Warm weather, melting snow and blossoming flowers. These are all symbols welcoming the coming of spring. In Italy, spring lamb or abbacchio is an ancient tradition signifying as it does the renewal of life and the welcoming of springtime. Since earliest times, flocks of spring lamb or abbacchi begin to appear in the fields as spring arrives, just in time to become the succulent centerpiece of Easter dinner. Lamb is one of the great delicacies of a pastoral culture, but as a symbol of innocence it is also the sacrificial dish par excellence.

In Italy today, nearly everyone eats abbacchio. Just 30 to 60 days old and weighing less than 15 pounds, spring lamb had been fed only upon its mother’s milk, so its flesh is tender, buttery and succulent, delicately veiled with a fine layer of fat. The poet Juvenal (AD 60 to ca AD 127) once (facetiously) wrote of baby lamb as “The tenderest of the flock, with more milk than blood, that has not lost its virginity by eating grass.”
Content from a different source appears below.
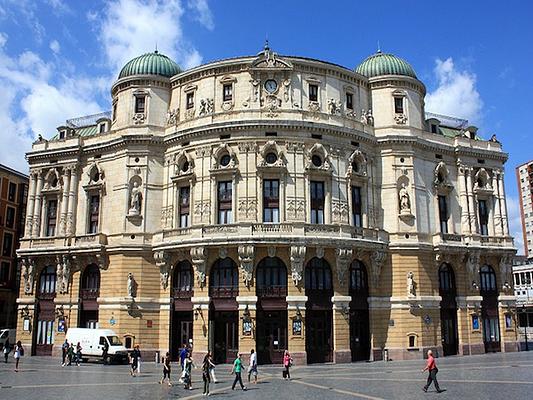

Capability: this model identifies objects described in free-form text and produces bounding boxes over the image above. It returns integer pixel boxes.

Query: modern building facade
[0,164,28,328]
[516,161,533,258]
[15,46,517,363]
Abbacchio may get its name from the stick used to kill the lambs, for in ancient times, the Roman dialect meant killed, as in “sacrificed”, with a particular compassionate nuance when used to refer to nursing lambs, tender symbols of innocence. In the early days of the 12th century, shepards used to bring their flocks into Rome so people could select their tiny victims. Nowadays, the expression sentirsi abbacchiato, means literally to feel downbeat or demoralized,

Abbacchi are often sold whole, though one can also buy them cut in half or quartered (if you do buy abbacchio in pieces, remember that the animal should be small; if it's too large it's no longer abbacchio). Every ounce of the animal is consumed with relish, from legs to ribs, organ meats to intestines and brains. This confirms the lamb did not die in vain.

At Babbo, we serve Abbacchio Cacio e Uovo – Spring Lamb with an egg and cheese sauce. Egg, another symbol of spring (the seeds of life Flowring within in a thin shell), are a perfect accompaniment to the mild and tender meat of abbacchi.